# Edelstahl Pilker selber machen! Wer kennt diesen Pilker?



## Meeres_Angler (20. Oktober 2007)

Moin 
habe das hier

http://www.waterlit.de/pilker.htm

im www gefunden wer kennt diese WATERLIT Pilker bzw. hat sie schon mal gefischt bzw erfahrungen damit.
was haltet ihr von der idee?

mfg
meeres_angler


----------



## Geraetefetischist (20. Oktober 2007)

*AW: Edelstahl Pilker selber machen! Wer kennt diesen Pilker?*

Schau mal an, was man mit ner Handvoll Unterlegscheiben und nimmse en stück sweissdroht - tüddelse rum - fääätich fürn Geld verdienen kann... (oder will)

Just Monsters
Holger


----------



## Fenris666 (26. Oktober 2007)

*AW: Edelstahl Pilker selber machen! Wer kennt diesen Pilker?*

Ich hab keine Erfahrung mit diesen Teilen, da ich nochnie mit sowas geangelt habe, aber die kannste in wenigen Minuten ohne viel Werkzeug selber machen! Wie hat mein Vorredner schon gut beschrieben, allerdings sind dickere Schweißdrähte, ab 2.00 schon sehr stramm zu biegen, also eigentlich das einzige was daran etwas schwieriger werden könnte!


----------



## Angler-Horsti (1. November 2007)

*AW: Edelstahl Pilker selber machen!
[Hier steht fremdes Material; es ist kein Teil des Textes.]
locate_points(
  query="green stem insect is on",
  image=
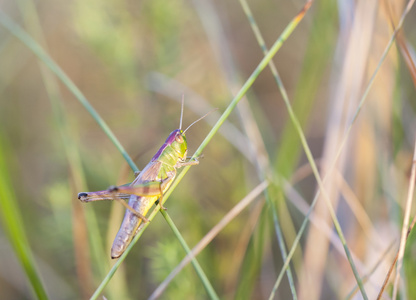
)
(149, 186)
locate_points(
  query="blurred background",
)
(133, 60)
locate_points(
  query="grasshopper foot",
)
(82, 196)
(113, 189)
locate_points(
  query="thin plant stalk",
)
(238, 208)
(207, 284)
(41, 53)
(342, 145)
(307, 151)
(405, 226)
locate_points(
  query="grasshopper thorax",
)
(174, 147)
(177, 140)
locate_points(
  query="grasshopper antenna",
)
(183, 101)
(200, 119)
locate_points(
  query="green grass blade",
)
(342, 144)
(207, 284)
(299, 130)
(17, 31)
(276, 46)
(13, 224)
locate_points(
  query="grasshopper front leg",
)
(148, 188)
(110, 194)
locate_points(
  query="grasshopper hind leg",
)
(114, 190)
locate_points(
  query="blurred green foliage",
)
(110, 49)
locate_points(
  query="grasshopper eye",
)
(179, 138)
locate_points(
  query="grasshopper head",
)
(177, 140)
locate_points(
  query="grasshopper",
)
(149, 186)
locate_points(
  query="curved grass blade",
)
(13, 225)
(238, 208)
(276, 46)
(343, 142)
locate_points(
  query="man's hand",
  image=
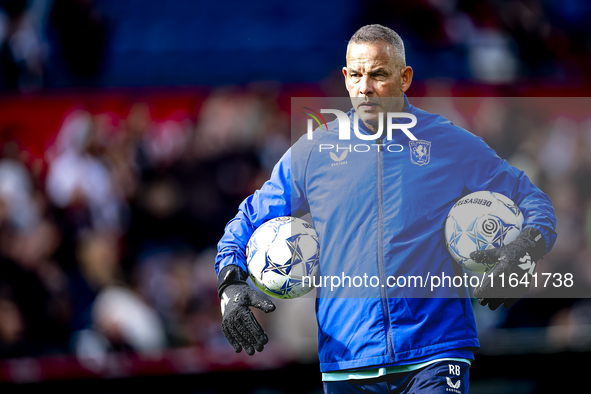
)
(238, 323)
(518, 258)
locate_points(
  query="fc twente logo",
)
(339, 158)
(420, 152)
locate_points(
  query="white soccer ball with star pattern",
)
(480, 221)
(280, 254)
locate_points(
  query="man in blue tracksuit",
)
(379, 207)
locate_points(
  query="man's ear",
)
(405, 78)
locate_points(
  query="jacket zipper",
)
(380, 251)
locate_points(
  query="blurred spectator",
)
(22, 52)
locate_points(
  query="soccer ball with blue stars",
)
(480, 221)
(282, 257)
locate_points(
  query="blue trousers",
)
(445, 377)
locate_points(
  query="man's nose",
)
(365, 87)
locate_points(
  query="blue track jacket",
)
(382, 213)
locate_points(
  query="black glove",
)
(519, 258)
(238, 323)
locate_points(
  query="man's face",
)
(375, 81)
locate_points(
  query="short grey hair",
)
(378, 33)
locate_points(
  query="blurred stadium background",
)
(131, 130)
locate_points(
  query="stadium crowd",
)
(108, 243)
(111, 248)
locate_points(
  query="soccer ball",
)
(280, 254)
(479, 221)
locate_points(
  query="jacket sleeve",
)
(281, 195)
(484, 170)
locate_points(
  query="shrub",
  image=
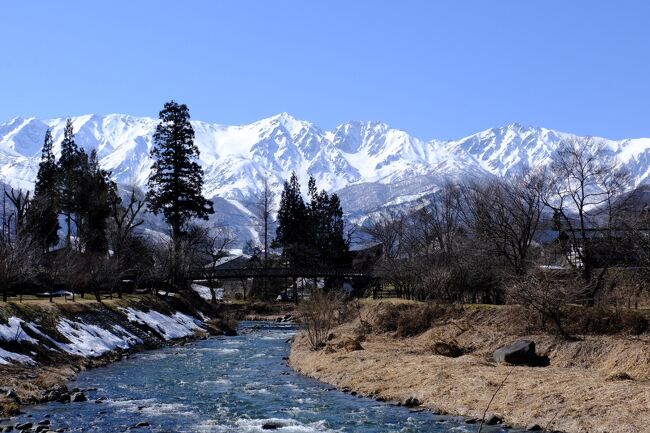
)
(408, 320)
(318, 315)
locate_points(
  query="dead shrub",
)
(318, 315)
(409, 320)
(449, 349)
(602, 320)
(619, 377)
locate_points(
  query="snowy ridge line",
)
(91, 340)
(370, 165)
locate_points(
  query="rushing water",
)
(234, 384)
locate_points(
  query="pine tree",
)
(176, 180)
(94, 205)
(311, 234)
(43, 214)
(292, 230)
(71, 165)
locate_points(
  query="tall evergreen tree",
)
(176, 180)
(94, 206)
(311, 234)
(291, 232)
(43, 214)
(71, 165)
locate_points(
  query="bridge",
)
(287, 272)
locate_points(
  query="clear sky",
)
(438, 69)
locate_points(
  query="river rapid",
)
(233, 384)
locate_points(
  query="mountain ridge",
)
(354, 157)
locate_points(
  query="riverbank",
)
(43, 345)
(597, 384)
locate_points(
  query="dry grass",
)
(583, 390)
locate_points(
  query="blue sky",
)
(438, 69)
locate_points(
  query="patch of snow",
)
(91, 340)
(170, 327)
(6, 357)
(204, 292)
(13, 331)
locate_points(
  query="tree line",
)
(102, 242)
(80, 232)
(567, 233)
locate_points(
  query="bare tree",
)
(264, 206)
(214, 247)
(125, 218)
(506, 215)
(584, 183)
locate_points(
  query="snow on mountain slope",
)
(370, 164)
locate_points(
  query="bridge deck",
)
(279, 273)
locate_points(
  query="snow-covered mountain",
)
(369, 164)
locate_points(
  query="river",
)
(234, 384)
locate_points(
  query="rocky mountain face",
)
(371, 165)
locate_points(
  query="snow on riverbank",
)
(91, 340)
(90, 337)
(170, 327)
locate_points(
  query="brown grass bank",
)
(597, 384)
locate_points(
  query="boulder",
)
(493, 420)
(521, 352)
(272, 425)
(351, 345)
(78, 397)
(412, 402)
(449, 349)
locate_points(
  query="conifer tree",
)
(70, 166)
(176, 180)
(94, 205)
(292, 230)
(43, 214)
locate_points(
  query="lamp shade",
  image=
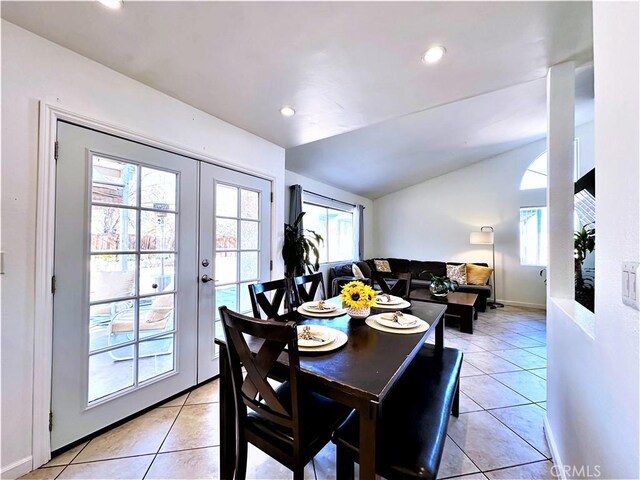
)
(481, 238)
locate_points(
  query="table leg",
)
(227, 419)
(440, 333)
(368, 425)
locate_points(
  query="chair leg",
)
(455, 408)
(344, 464)
(241, 470)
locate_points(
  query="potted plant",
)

Wer kennt diesen Pilker?*

Es soll doc viel Beweglichkeit bei rauskommen...  also nimm doch ein Stahlvorfach, anstatt nem Draht...


----------



## Denni_Lo (5. November 2007)

*AW: Edelstahl Pilker selber machen! Wer kennt diesen Pilker?*



Geraetefetischist schrieb:


> Schau mal an, was man mit ner Handvoll Unterlegscheiben und nimmse en stück sweissdroht - tüddelse rum - fääätich fürn Geld verdienen kann... (oder will)
> 
> Just Monsters
> Holger



Hast die aktuellen Stahl und Eisenpreise gesehen? Da geht dir einer ab sage ich Dir. 
Interessant sieht das schon aus aber ich mache mir nichts aus der Hochseeangelei.


----------